The entrance to Fort Hood Army Base in Fort Hood, Texas, on Nov. 5, 2009
Jack Plunkett—AP
July 22, 2020 1:45 PM EDT

It looks like military bases honoring the memories of Confederate figures are going to need some new names at the front gates. The only questions remaining are whether it takes one year to rename the bases, as prescribed in a House-passed version of a bipartisan military bill or three, as its Senate counterpart calls for — and how much President Donald Trump will exploit the divisive issue for his own political gain.

With a re-election campaign that fully embraces his base, Trump’s instincts have him running against a fast-changing public opinion on the place of Confederate memorials and memory. In the wake of the death of George Floyd in police custody and the ensuing national reckoning on racial injustice, polls find a majority of Americans in support of removing markers of the men who rose up against the United States over, among other issues, slavery.

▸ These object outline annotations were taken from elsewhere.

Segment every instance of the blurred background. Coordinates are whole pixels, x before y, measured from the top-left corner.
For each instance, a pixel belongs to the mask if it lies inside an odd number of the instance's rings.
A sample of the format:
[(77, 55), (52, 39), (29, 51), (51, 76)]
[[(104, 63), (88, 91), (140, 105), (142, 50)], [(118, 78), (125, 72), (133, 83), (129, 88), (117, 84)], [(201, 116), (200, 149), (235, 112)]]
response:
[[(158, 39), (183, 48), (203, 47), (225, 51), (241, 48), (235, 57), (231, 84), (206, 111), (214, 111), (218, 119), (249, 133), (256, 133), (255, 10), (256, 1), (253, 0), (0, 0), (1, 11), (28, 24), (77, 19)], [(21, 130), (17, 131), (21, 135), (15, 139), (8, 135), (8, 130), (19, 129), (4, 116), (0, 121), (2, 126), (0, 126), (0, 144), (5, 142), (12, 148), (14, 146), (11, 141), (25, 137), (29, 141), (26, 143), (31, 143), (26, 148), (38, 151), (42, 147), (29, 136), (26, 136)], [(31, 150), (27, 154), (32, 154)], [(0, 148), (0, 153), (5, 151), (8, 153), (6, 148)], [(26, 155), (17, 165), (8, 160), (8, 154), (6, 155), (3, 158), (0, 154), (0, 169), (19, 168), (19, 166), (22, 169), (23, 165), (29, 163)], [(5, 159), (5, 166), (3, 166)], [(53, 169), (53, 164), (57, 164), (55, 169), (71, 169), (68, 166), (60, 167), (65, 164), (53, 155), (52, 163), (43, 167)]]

Trump has remained antagonistic toward the shift in mood and the ensuing removal of these homages in many places. He incorrectly said NASCAR’s ratings were down after it banned the display of Confederate flags at its events. He likened the flags to exercises of free speech on par with the Black Lives Matter protests. He turned the neighborhood around the White House into a military state in a show of force that shocked the capital as protesters picketed a statue of Andrew Jackson. And he has mobilized federal police in other cities forces to defend any destruction of Confederate monuments on public lands.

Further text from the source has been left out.